Technically not my code, i am learning by taking code of various website and trying to understand how they work. This one was about housing prices.
thanks
Error Message
data_description.txt
sample_submission.csv
test.csv
train.csv
Error:
---------------------------------------------------------------------------
ImportError Traceback (most recent call last)
~/AnacondaProjects/House5/house5a.py in <module>()
23 import pandas as pd
24 import numpy as np
---> 25 import matplotlib.pyplot as plt
26 import seaborn as sns
27 from sklearn import ensemble, tree, linear_model
~/anaconda3/lib/python3.6/site-packages/matplotlib/pyplot.py in <module>()

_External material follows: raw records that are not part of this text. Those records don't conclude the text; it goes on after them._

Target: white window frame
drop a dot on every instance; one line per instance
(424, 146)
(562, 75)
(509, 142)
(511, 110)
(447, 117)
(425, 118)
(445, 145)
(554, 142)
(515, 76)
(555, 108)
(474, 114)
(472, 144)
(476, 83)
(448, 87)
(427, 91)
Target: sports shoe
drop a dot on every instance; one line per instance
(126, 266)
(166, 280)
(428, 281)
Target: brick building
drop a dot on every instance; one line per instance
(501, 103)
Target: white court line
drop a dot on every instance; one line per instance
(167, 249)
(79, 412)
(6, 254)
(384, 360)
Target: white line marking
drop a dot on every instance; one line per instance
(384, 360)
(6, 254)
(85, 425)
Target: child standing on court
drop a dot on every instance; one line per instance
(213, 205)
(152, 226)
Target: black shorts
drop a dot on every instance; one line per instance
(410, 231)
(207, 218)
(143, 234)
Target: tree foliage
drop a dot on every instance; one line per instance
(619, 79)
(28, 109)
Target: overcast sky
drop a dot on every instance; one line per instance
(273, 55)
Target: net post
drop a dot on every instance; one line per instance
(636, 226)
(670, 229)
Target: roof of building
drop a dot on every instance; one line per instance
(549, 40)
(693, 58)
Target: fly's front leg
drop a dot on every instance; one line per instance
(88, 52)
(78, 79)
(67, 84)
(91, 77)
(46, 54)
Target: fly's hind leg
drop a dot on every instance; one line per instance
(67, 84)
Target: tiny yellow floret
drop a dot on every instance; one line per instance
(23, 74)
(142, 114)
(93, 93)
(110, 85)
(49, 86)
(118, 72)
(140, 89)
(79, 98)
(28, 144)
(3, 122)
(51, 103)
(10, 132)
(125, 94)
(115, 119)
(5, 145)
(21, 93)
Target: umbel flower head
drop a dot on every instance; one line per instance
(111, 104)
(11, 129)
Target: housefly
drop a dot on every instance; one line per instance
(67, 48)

29 from cycler import cycler
30 import matplotlib
---> 31 import matplotlib.colorbar
32 from matplotlib import style
33 from matplotlib import _pylab_helpers, interactive
~/anaconda3/lib/python3.6/site-packages/matplotlib/colorbar.py in <module>()
34 import matplotlib.collections as collections
35 import matplotlib.colors as colors
---> 36 import matplotlib.contour as contour
37 import matplotlib.cm as cm
38 import matplotlib.gridspec as gridspec
~/anaconda3/lib/python3.6/site-packages/matplotlib/contour.py in <module>()
18 import matplotlib.colors as colors
19 import matplotlib.collections as mcoll
---> 20 import matplotlib.font_manager as font_manager
21 import matplotlib.text as text
22 import matplotlib.cbook as cbook
~/anaconda3/lib/python3.6/site-packages/matplotlib/font_manager.py in <module>()
53 import logging
54
---> 55 from matplotlib import afm, cbook, ft2font, rcParams, get_cachedir
56 from matplotlib.compat import subprocess
57 from matplotlib.fontconfig_pattern import (
ImportError: dlopen(/Users/xUsernamex/anaconda3/lib/python3.6/site-packages/matplotlib/ft2font.cpython-36m-darwin.so, 2): Library not loaded: @rpath/libfreetype.6.dylib
Referenced from: /Users/xUsernamex/anaconda3/lib/python3.6/site-packages/matplotlib/ft2font.cpython-36m-darwin.so
Reason: Incompatible library version: ft2font.cpython-36m-darwin.so requires version 22.0.0 or later, but libfreetype.6.dylib provides version 21.0.0
(base) xUsernamexs-Mac:House5 xUsernamex$
Code
#!/usr/bin/env python3
# -*- coding: utf-8 -*-
"""
Created on Mon May 14 18:31:46 2018
@author: xUsernamex
"""
# This Python 3 environment comes with many helpful analytics libraries installed
# It is defined by the kaggle/python docker image: https://github.com/kaggle/docker-python
# For example, here's several helpful packages to load in
import numpy as np # linear algebra
import pandas as pd # data processing, CSV file I/O (e.g. pd.read_csv)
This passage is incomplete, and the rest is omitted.